Lions captain Sam Warburton says New Zealand are still the best team in the world
By Allan Valente
Last Updated: 12/07/17 7:51pm
Sam Warburton says New Zealand are still the best team in the world as the British and Irish Lions arrived back in the UK following their drawn series.
The Lions landed at Heathrow Airport on Wednesday evening after a 15-15 draw at Eden Park in Auckland at the weekend ensured a series stalemate with the world champions.
Warburton, who captained the tourists, reflected on the achievement and said Ireland's 40-29 win over the All Blacks in November showed they can be beaten but accepted that Steve Hansen's side are still the best in the world.
Asked if the series showed that the All Blacks were beatable, Warburton told Sky Sports News HQ: "I think Ireland showed that last year, they had a good win last year, but players never believe the hype anyway, I think that is something which is built up externally.
"But without doubt, they are the best team in the world. They are back-to-back world champions, on their patch as well. We knew it was going to be the toughest challenge we could have had in our rugby careers.
"They are still the best team in the world. Just because we drew doesn't make us the best team, they have earned that right from performing so well over the past 10 years or so.
"Had it been anyone else I would've been disappointed but, I guess, you can take some positives out of getting a draw with the back-to-back world champions."
Warburton said the Lions squad had taken a couple of days to relax and wind down after the gruelling five-week tour.
"The boys had a good couple of days together to finish off the tour, you're under the microscope for six to eight weeks and it was nice to have a few days where we could just enjoy each other's company and reflect on what we have done, really," he said.
"In hindsight now, we are pretty pleased with what we achieved."
Warburton and New Zealand captain Kieran Read lifted the trophy together after the final Test and the Wales international brought the trophy back with the Lions squad, but he admitted he was not sure how long they would be keeping it for after the draw.
"I'm not sure how that works now, whether we have it for a couple of years, they have it for a couple of years, I'm not too sure but the boys were looking after it for the last couple of days and I'm sure we'll hand it back over there," he said.
It has been suggested that the game at Twickenham on November 4 between the Barbarians and New Zealand could become an unofficial fourth Test to the British and Irish Lions tour, but England have ruled out releasing players for the match and Warburton was unsure if that could work.
"I heard about that, I haven't played for the Barbarians, but I'm not sure how that is going to work," he added.
"The home unions will want their players to play and get ready for the autumn matches, there are 101 bridges to cross for that to happen but I'm sure the fans would love to see that happen."
The next Lions tour of South Africa in four years' time is set to be reduced to eight matches, down from 10 this year, and Warburton said a few tweaks to the schedule could help.
"I won't be around then, I'll probably be commentating or something," he said.

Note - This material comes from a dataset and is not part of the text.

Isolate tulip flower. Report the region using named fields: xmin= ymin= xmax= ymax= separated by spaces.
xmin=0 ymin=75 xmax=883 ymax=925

"I think the tour schedule was tough this time around and it was well publicised but we managed to have a reasonably successful tour so if nothing was changed in four years' time and we had the same schedule at least we know the Lions could go out and be successful again.
"So hopefully there are a few tweaks to make it more advantageous for us but looking forward to that tour in four years' time already as a spectator, probably."